La obra en cuestión es una colección epistolar de su autor, donde se describe el país italiano con todo tipo de detalles y referencias al mundo clásico.
Chateaubriand tiene treinta y cinco años y acaba de ser nombrado ministro plenipotenciario de la Embajada francesa en Roma cuando realiza este viaje a Italia. Corre el año de 1803 y a pesar de su juventud es ya una pequeña celebridad debido a la publicación de El genio del cristianismo. Esta travesía italiana estaba destinada a ser más larga y así lo habría sido si el carácter del autor de Las memorias de ultratumba hubiese sido otro. Su espíritu indisciplinado le mueve a tomar iniciativas a espaldas del embajador, quien no tarda en sustituirle y la estancia no llega a durar tres años. Al igual que su espíritu de aquella época, el de este libro también es un poco indisciplinado, con los encantos y defectos que ello conlleva. Lo componen tres cartas a su amigo Joubert, las dos primeras deslavazadas, torpes y apresuradas, una desde Milán y otra desde Turín, en las que describe el viaje sin ningún interés, a las que sigue una maravillosa y larguísima tercera carta desde Roma, verdadero centro y corazón del libro en el que, a modo de diario -y seguramente con la intención de componer un libro posteriormente-, relata sus impresiones desde el 27 de junio de 1803 hasta enero de 1804, tras los viajes a las recién inauguradas excavaciones de Pompeya y Herculano.
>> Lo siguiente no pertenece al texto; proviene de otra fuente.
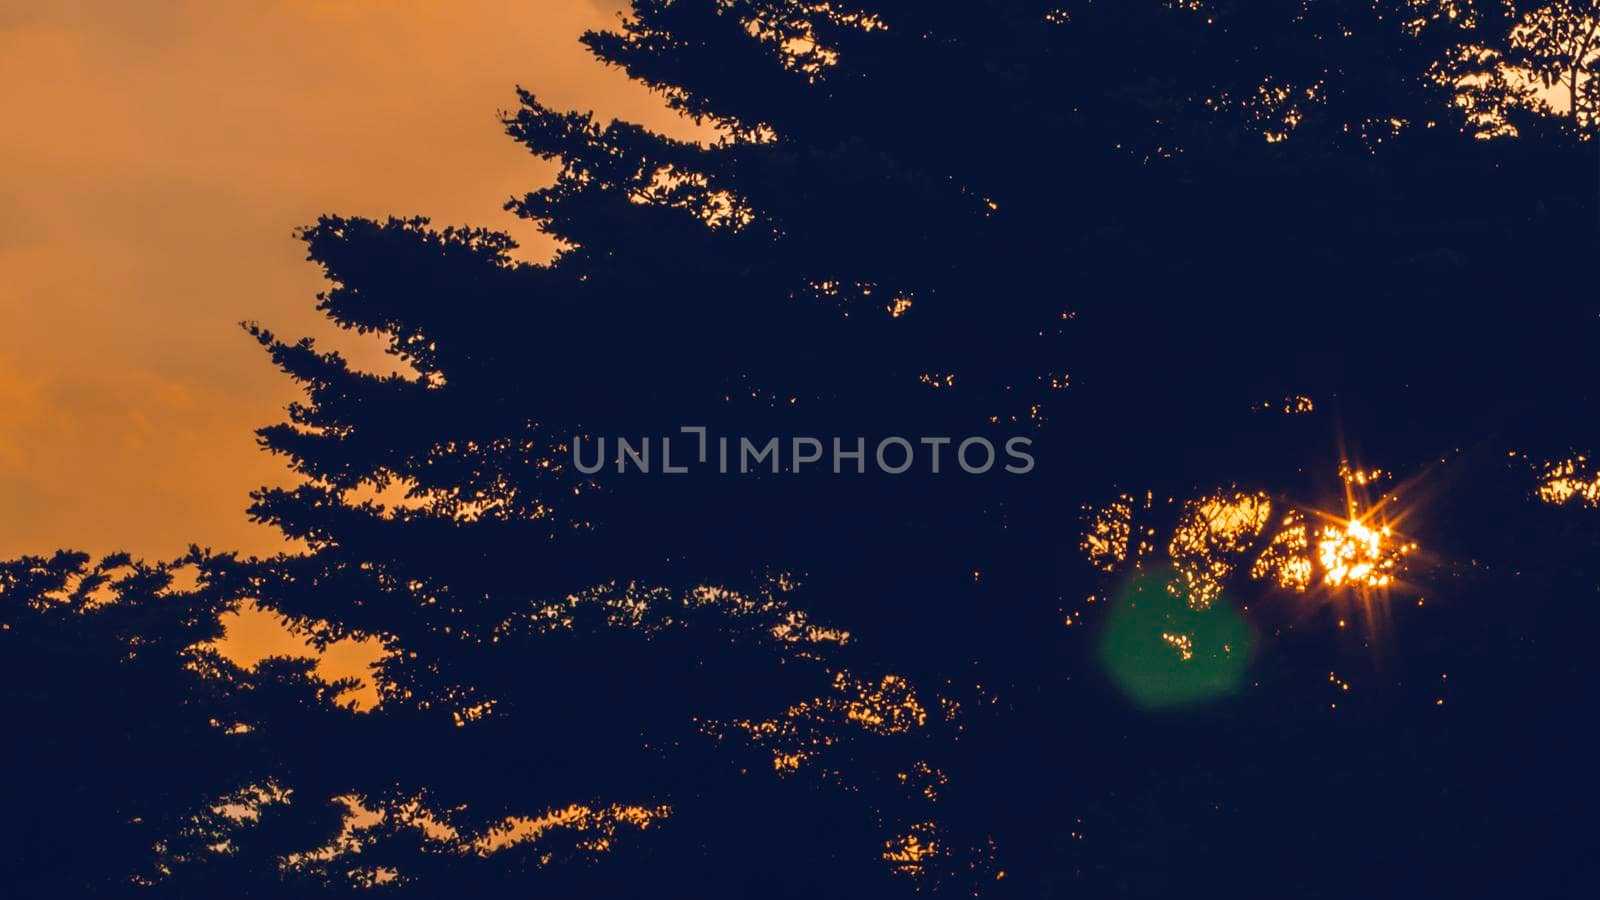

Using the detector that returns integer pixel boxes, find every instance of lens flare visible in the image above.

El descubrimiento de François René de Chateaubriand no es el de un paisaje, ni el de una ciudad, sino el de una conciencia; la de su propia fragilidad, que impregna cada línea de esta maravillosa tercera carta a Joubert. Tiempo de un pasado que lo sigue siendo, que se actualiza como pasado y que muestra, a la vez, un futuro que nunca fue. La ciudad trasciende a su propia caída; el hombre, a su viaje circunstancial.